Book Review: Matthew D. Kim, A Little Book for New Preachers

Kim, Matthew D. A Little Book for New Preachers: Why and How to Study Homiletics. Downers Grove, Ill.: IVP Academic, 2020. 127 pp. Pb. $12.00   Link to IVP Academic  

This new addition to IVP Academic’s Little Book series focuses on preaching and teaching God’s word. Kim previous contributed Preaching with Cultural Intelligence: Understanding the People Who Hear Our Sermons (Baker, 2017) and is co-author of the forthcoming Finding Our Voice: A Vision for Asian North American Preaching (Lexham, 2020).

Little Book For New PreachersIn the introduction to the book Kim observes that he never felt he was a preacher. In seminary, he dreamed of living life in an ivory tower, as any good New Testament Skyler does. God challenged him during his seminary years to take preaching as “a glorious calling,” in the words of D. Martin Lloyd-Jones. For Kim, “Preaching is a privilege. God uses us week after week in the moment of preaching to make disciples who look more like a Jesus Christ…” (121).

Kim breaks the topic into three major sections. First, Why Study Preaching? In this section Kim deals with preaching as a “forgotten discipline.” In fact, preaching has a negative connotation in today’s evangelical church. Most churches are far more interested in developing worship experiences or other programs than the old-fashioned sermon.

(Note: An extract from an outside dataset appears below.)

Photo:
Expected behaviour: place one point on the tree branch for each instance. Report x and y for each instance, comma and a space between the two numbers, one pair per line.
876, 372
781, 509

Many have observed the length of the sermon has been reduced radically in church is over the last 20 years. In fact, I would say most churches see the sermon as the “price you have to pay” to have a musical worship experience. As a result, preaching has become a brief devotional integrated into an entertaining worship hour.  For many pastors, preparing for a sermon is a burden. In order to preach a good sermon, a great deal of effort needs to be made and some pastors do not see this use of time as valuable in the overall busyness of ministry.

Second, Kim outlines the characteristics of faithful preaching. He begins with the discussion of faithful interpretation, with some suggestions on selecting passages topical versus expositional sermons and “twelve interpretive processes” which are necessary for developing a sermon. Based on Kim’s earlier work, includes a section on developing a “cultural exegesis.” The reason this is necessary is that there are wide cultural and generational gaps in most churches. Socio-economic and educational levels in most urban churches are diverse, making it difficult for a preacher to create relevant sermons. Kim quotes Keith Willhite, “listeners determine whether the sermon is relevant” (80). The preacher must take the time to address their congregation and determine what cultures will require immediate cultural exegesis. Essentially, he is calling for a faithful application of the scripture in the context of the culture in which the sermon is delivered.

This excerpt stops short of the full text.